We thought it was finished. In the middle of the twentieth century, and surely by the end of it, we thought it was finished, genuinely finished, the bloodlust finally slaked. We thought it was finished, that heads were hanging — the heads of the leaders and schemers on gallows, the heads of the bystanders and onlookers in shame. The Topf company, manufacturer of the ovens, went belatedly out of business, belatedly disgraced and shamed. Out of shame German publishers of Nazi materials concealed and falsified the past. Out of shame Paul de Man, lauded and eminent Yale intellectual, concealed his early Nazi lucubrations. Out of shame Mircea Eliade, lauded and eminent Chicago intellectual, concealed his membership in Romania’s Nazi-linked Iron Guard. Out of shame memorials to the murdered rose up. Out of shame synagogues were rebuilt in the ruins of November 9, 1938, the night of fire and pogrom and the smashing of windows. Out of shame those who were hounded like prey and fled for their lives were invited back to their native villages and towns and cities, to be celebrated as successful escapees from the murderous houndings of their native villages and towns and cities. Shame is salubrious: it acknowledges inhumanity, it admits to complicity, it induces remorse. Naïvely, foolishly, stupidly, hopefully, a-historically, we thought that shame and remorse-world-wide shame, world-wide remorse-would endure. Naïvely, foolishly, stupidly, hopefully, a-historically, we thought that the cannibal hatred, once quenched, would not soon wake again.

It has awakened.

In “The Modern Hep! Hep! Hep!” — an 1878 essay reflecting on the condition of the Jews — George Eliot noted that it would be “difficult to find a form of bad reasoning about [Jews] which had not been heard in conversation or been admitted to the dignity of print.” She was writing in a period politically not unlike our own, Disraeli ascendant in England, Jews prominent in liberal parties both in Germany and France. Yet her title points to something far deadlier than mere “bad reasoning.” Hep! was the cry of the Crusaders as they swept through Europe, annihilating one Jewish community after another; it stood for Hierosolyma est perdita (Jerusalem is destroyed), and was taken up again by anti-Jewish rioters in Germany in 1819. In this single raging syllable, past and future met, and in her blunt bold enunciation of it, George Eliot was joining bad reasoning — i.e., canard and vilification — to its consequences: violence and murder. The Jews, she wrote, have been “regarded and treated very much as beasts hunted for their skins,” and the curse on them, the charge of deicide, was counted a justification for hindering them from pursuing agriculture and handicrafts; for marking them out as execrable figures by a peculiar dress; for torturing them...spitting at them and pelting them; for taking it certain that they killed and ate babies, poisoned the wells, and took pains to spread the plague; for putting it to them whether they would be baptised or burned, and not failing to burn and massacre them when they were obstinate; but also for suspecting them of disliking their baptism when they had got it, and then burning them in punishment of their insincerity; finally, for hounding them by tens on tens of thousands from their homes where they had found shelter for centuries, and inflicting on them the horrors of a new exile and a new dispersion. All this to avenge the Saviour of mankind, or else to compel these stiff-necked people to acknowledge a Master whose servants showed such beneficent effects of His teaching.

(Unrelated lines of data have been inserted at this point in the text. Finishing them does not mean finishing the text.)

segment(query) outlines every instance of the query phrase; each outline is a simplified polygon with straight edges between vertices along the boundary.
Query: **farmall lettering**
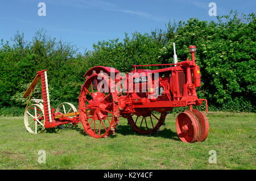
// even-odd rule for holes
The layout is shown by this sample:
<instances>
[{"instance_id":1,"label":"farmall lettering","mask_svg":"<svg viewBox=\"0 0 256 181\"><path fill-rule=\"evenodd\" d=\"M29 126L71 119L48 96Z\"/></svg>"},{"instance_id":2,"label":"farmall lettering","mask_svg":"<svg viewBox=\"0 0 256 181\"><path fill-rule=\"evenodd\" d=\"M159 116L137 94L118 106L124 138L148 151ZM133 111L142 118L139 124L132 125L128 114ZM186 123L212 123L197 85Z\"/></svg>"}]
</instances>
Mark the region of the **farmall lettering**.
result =
<instances>
[{"instance_id":1,"label":"farmall lettering","mask_svg":"<svg viewBox=\"0 0 256 181\"><path fill-rule=\"evenodd\" d=\"M197 97L196 88L201 86L201 79L195 58L196 48L191 46L189 50L191 60L178 62L175 50L174 64L133 65L134 70L127 74L109 67L92 68L84 76L79 111L68 103L51 110L46 70L38 72L24 96L30 94L30 98L41 78L43 100L27 106L26 127L28 132L38 134L44 128L71 128L81 121L85 132L98 138L114 135L119 117L123 117L134 131L151 134L165 124L167 113L174 107L188 106L176 119L178 136L185 142L203 142L208 134L209 123L205 115L193 107L205 102L208 113L207 100ZM167 68L139 69L153 66Z\"/></svg>"}]
</instances>

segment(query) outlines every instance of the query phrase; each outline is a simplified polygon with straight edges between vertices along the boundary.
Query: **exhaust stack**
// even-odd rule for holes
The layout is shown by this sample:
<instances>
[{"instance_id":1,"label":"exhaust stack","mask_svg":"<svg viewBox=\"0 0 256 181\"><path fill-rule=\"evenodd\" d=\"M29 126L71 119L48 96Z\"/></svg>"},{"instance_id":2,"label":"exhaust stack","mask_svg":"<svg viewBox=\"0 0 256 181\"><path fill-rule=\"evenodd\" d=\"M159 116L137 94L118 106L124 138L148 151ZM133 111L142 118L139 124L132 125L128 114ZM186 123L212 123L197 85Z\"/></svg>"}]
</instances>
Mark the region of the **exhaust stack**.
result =
<instances>
[{"instance_id":1,"label":"exhaust stack","mask_svg":"<svg viewBox=\"0 0 256 181\"><path fill-rule=\"evenodd\" d=\"M174 64L177 64L177 57L176 54L175 43L174 42ZM174 66L176 66L176 65Z\"/></svg>"}]
</instances>

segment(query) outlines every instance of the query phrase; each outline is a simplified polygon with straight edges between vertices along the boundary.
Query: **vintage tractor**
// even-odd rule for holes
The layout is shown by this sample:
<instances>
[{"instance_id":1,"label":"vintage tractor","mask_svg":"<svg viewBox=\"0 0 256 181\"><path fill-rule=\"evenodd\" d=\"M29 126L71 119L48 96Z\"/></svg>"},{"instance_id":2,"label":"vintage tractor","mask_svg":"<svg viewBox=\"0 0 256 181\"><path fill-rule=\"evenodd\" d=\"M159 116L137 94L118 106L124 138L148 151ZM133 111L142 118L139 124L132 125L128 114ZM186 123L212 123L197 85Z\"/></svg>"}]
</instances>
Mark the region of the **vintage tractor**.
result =
<instances>
[{"instance_id":1,"label":"vintage tractor","mask_svg":"<svg viewBox=\"0 0 256 181\"><path fill-rule=\"evenodd\" d=\"M80 117L85 132L95 138L114 134L122 116L135 132L149 134L164 125L167 112L174 107L188 106L177 116L179 137L185 142L204 141L208 133L208 121L193 106L205 101L207 112L207 100L197 98L196 88L201 86L201 81L195 60L196 47L189 49L192 60L179 62L175 52L174 64L133 65L134 69L124 75L108 67L89 70L79 96ZM156 70L137 68L164 65L174 66Z\"/></svg>"},{"instance_id":2,"label":"vintage tractor","mask_svg":"<svg viewBox=\"0 0 256 181\"><path fill-rule=\"evenodd\" d=\"M188 109L180 113L176 119L178 136L185 142L203 142L208 134L209 123L205 115L193 109L193 106L200 106L205 101L208 113L207 100L197 97L196 90L201 86L201 80L199 66L195 59L196 48L191 46L189 49L192 60L177 62L175 51L174 64L133 65L134 69L129 73L122 74L114 68L101 66L89 69L84 76L85 81L79 95L79 112L67 103L51 110L46 71L38 72L24 97L31 92L41 77L43 104L27 106L24 114L27 129L37 134L40 132L37 128L36 131L30 129L30 125L44 129L63 124L72 126L80 121L88 134L106 138L115 134L122 116L127 119L135 132L150 134L165 124L166 115L174 107L188 106ZM137 69L152 66L168 67L155 70ZM67 112L66 106L70 107ZM31 117L30 122L27 121L28 116Z\"/></svg>"}]
</instances>

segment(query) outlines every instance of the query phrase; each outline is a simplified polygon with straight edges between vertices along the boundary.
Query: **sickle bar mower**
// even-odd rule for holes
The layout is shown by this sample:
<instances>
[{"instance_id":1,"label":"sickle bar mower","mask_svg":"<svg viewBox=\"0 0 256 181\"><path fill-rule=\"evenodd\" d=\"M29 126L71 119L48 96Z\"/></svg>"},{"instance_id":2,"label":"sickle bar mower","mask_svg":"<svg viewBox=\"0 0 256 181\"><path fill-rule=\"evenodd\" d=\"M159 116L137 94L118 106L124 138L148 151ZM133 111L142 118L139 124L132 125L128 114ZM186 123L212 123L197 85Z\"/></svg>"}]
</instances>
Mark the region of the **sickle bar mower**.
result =
<instances>
[{"instance_id":1,"label":"sickle bar mower","mask_svg":"<svg viewBox=\"0 0 256 181\"><path fill-rule=\"evenodd\" d=\"M38 134L40 132L39 127L72 126L81 121L88 134L102 138L115 134L119 118L123 117L134 131L150 134L165 125L167 114L174 107L188 106L176 119L178 136L185 142L203 142L208 134L209 123L204 113L193 107L201 106L204 101L208 113L207 100L197 97L196 90L201 86L201 79L195 60L196 47L191 46L189 49L192 60L178 62L175 52L174 64L133 65L134 70L126 74L109 67L92 68L84 76L79 112L68 103L56 110L50 109L46 71L39 71L24 97L30 95L30 99L40 77L43 100L34 100L36 104L27 105L25 126L28 132ZM138 68L152 66L168 67L155 70ZM70 107L68 111L64 106ZM29 116L32 118L30 122L27 120ZM31 125L35 128L30 129Z\"/></svg>"},{"instance_id":2,"label":"sickle bar mower","mask_svg":"<svg viewBox=\"0 0 256 181\"><path fill-rule=\"evenodd\" d=\"M35 104L28 106L32 92L40 78L43 99L32 99ZM71 103L65 102L59 105L56 110L51 108L46 70L37 72L23 97L26 98L28 95L28 101L24 113L24 123L30 133L37 134L46 128L61 125L65 128L71 128L79 123L79 113Z\"/></svg>"}]
</instances>

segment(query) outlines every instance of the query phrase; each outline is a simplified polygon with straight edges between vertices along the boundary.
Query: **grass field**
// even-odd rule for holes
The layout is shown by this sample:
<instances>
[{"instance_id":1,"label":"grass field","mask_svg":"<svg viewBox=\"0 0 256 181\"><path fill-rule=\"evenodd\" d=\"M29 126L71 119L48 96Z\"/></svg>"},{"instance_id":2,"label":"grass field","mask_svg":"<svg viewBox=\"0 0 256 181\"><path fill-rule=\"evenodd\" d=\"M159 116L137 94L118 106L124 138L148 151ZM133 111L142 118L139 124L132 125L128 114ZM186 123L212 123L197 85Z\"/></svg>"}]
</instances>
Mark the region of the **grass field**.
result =
<instances>
[{"instance_id":1,"label":"grass field","mask_svg":"<svg viewBox=\"0 0 256 181\"><path fill-rule=\"evenodd\" d=\"M256 169L256 114L207 115L210 130L202 143L185 144L175 129L176 115L151 136L135 133L121 118L115 136L96 139L73 130L33 135L22 117L0 117L0 169ZM46 152L46 163L38 153ZM217 151L217 163L208 162Z\"/></svg>"}]
</instances>

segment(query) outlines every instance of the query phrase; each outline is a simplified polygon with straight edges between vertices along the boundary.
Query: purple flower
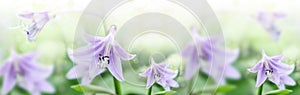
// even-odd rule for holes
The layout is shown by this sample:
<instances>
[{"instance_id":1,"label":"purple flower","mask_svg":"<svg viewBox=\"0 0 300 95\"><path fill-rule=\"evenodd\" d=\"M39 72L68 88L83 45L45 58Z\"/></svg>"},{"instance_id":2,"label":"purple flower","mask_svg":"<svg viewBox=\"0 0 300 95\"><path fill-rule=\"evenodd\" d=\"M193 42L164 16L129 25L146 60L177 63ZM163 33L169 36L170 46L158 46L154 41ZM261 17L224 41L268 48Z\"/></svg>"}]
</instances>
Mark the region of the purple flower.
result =
<instances>
[{"instance_id":1,"label":"purple flower","mask_svg":"<svg viewBox=\"0 0 300 95\"><path fill-rule=\"evenodd\" d=\"M272 36L274 40L278 40L281 34L281 30L275 24L275 21L277 19L284 18L285 16L286 15L283 13L259 12L256 19L263 26L263 28Z\"/></svg>"},{"instance_id":2,"label":"purple flower","mask_svg":"<svg viewBox=\"0 0 300 95\"><path fill-rule=\"evenodd\" d=\"M10 58L0 68L0 75L4 76L2 95L8 94L16 84L32 95L55 92L53 86L46 80L51 75L53 67L44 67L35 60L36 53L18 55L12 51Z\"/></svg>"},{"instance_id":3,"label":"purple flower","mask_svg":"<svg viewBox=\"0 0 300 95\"><path fill-rule=\"evenodd\" d=\"M249 72L256 73L256 87L261 86L268 78L271 82L275 83L279 89L285 89L286 85L295 85L295 81L288 75L294 71L295 65L287 65L281 62L283 56L268 57L262 51L262 60L260 60Z\"/></svg>"},{"instance_id":4,"label":"purple flower","mask_svg":"<svg viewBox=\"0 0 300 95\"><path fill-rule=\"evenodd\" d=\"M179 87L178 83L173 80L173 78L177 76L178 71L169 70L167 66L168 64L166 62L157 64L151 58L151 66L140 74L140 76L148 78L147 89L149 89L155 81L167 91L170 90L170 87Z\"/></svg>"},{"instance_id":5,"label":"purple flower","mask_svg":"<svg viewBox=\"0 0 300 95\"><path fill-rule=\"evenodd\" d=\"M201 69L216 83L225 83L225 77L238 79L239 72L231 66L238 57L238 50L230 51L218 45L218 38L200 37L197 29L192 30L193 42L183 49L183 57L188 59L185 78L191 79Z\"/></svg>"},{"instance_id":6,"label":"purple flower","mask_svg":"<svg viewBox=\"0 0 300 95\"><path fill-rule=\"evenodd\" d=\"M51 19L51 16L48 12L27 12L20 13L19 16L25 19L32 20L26 30L27 39L29 41L35 40L37 35Z\"/></svg>"},{"instance_id":7,"label":"purple flower","mask_svg":"<svg viewBox=\"0 0 300 95\"><path fill-rule=\"evenodd\" d=\"M67 78L82 78L82 84L90 83L107 67L110 73L119 81L123 81L121 60L131 60L135 57L127 53L114 41L116 26L111 26L106 37L85 35L88 45L69 51L70 59L76 64L68 73Z\"/></svg>"}]
</instances>

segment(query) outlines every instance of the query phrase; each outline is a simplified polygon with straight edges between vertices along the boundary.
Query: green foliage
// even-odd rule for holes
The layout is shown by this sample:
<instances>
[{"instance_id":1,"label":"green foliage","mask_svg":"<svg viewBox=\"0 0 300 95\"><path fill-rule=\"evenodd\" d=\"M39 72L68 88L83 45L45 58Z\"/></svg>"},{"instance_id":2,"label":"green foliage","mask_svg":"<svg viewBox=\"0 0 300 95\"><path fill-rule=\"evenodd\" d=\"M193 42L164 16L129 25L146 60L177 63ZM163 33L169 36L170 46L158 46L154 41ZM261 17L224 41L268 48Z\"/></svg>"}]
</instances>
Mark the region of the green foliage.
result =
<instances>
[{"instance_id":1,"label":"green foliage","mask_svg":"<svg viewBox=\"0 0 300 95\"><path fill-rule=\"evenodd\" d=\"M101 93L101 94L114 95L114 92L112 90L100 86L94 86L94 85L73 85L71 86L71 88L78 92L84 92L84 93L92 93L92 94Z\"/></svg>"},{"instance_id":2,"label":"green foliage","mask_svg":"<svg viewBox=\"0 0 300 95\"><path fill-rule=\"evenodd\" d=\"M289 93L293 92L292 90L273 90L266 92L265 95L288 95Z\"/></svg>"}]
</instances>

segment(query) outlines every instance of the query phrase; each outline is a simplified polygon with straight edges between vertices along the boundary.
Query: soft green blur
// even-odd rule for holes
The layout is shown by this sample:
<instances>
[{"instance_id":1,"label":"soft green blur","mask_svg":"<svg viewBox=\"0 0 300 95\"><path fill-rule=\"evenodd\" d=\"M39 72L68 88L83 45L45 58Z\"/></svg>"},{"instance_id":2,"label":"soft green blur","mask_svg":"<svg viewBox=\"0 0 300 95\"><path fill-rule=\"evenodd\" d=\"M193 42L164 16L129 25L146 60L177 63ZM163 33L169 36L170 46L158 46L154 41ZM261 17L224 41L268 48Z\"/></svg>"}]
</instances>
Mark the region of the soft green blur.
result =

As an anti-Semitic yelp, Hep! is long out of fashion. In the eleventh century it was already a substitution and a metaphor: Jerusalem meant Jews, and “Jerusalem is destroyed” was, when knighthood was in flower, an incitement to pogrom. Today, the modern Hep! appears in the form of Zionism, Israel, Sharon. And the connection between vilification and the will to undermine and endanger Jewish lives is as vigorous as when the howl of Hep! was new. The French ambassador to Britain, his tongue unbuttoned in a London salon, hardly thinks to cry Hep!; instead, he speaks of “that shitty little country.” European and British scholars and academicians, their Latin gone dry, will never cry Hep!; instead they call for the boycott of Israeli scholars and academicians.